There’s even a long snapper invited: the Crimson Tide’s Thomas Fletcher.
Heisman Trophy winner Devonta Smith and Tide teammate Jaylen Waddle are among the wide receivers who would have been at the combine, along with Smith’s All-America counterpart, Elijah Moore of Mississippi.
Several FCS and lower division schools have players on the list, including North Dakota State, Illinois State, Grambling State, Nicholls State, North Carolina Central, Northern Iowa, Charleston (Division II), Central Missouri State (Division II) and Wisconsin-Whitewater (Division III).
The latter school is expecting representatives from all 32 clubs at its pro day, when its one combine player, guard Quinn Meinerz, is planning to work.
Some prospects already have appeared in all-star games such as the Senior Bowl and Hula Bowl. The flood of pro days begins Friday at Kansas.
Key pro days at which many likely high draft picks will work — albeit in a choreographed practice — are Alabama’s two (March 23 and 30); Ohio State (March 30); Oklahoma (March 12); Notre Dame (March 31); Georgia (March 17); Iowa State (March 23); Texas (March 11); Texas A&M (March 30); Clemson (March 11); Wisconsin (March 10); and Penn State (March 25).
Such NFL teams as the Detroit Lions, who select seventh overall, will be paying close attention.
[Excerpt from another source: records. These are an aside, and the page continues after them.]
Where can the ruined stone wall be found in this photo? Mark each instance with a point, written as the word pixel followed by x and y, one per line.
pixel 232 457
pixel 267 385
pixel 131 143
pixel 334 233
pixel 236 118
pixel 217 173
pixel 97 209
“When you pick inside the top 10, you better know every single position regardless of the circumstances currently on your roster,” said new Lions general manager Brad Holmes. “There’s really not a position that I can sit here and say that I see as thin right now just because in relevance of where we’re picking at, we have to be prepared to know all positions and that’s part of the process that we’re doing now.”
That process is not any easier without a combine.
Prospects already are getting tested at non-sanctioned events that the NFL has barred officials from attending. At the EXOS mini-combine in Arizona, wide receiver Rashod Bateman of Minnesota, a combine invitee, ran a 4.37 hand-timed and 4.39 laser-timed 40. DE Milton Williams of Louisiana Tech, also an Indy invitee, had a 35-inch vertical jump and ran a 4.63. And Tylan Wallace, Oklahoma State’s highly regarded wideout, ran a 4.39.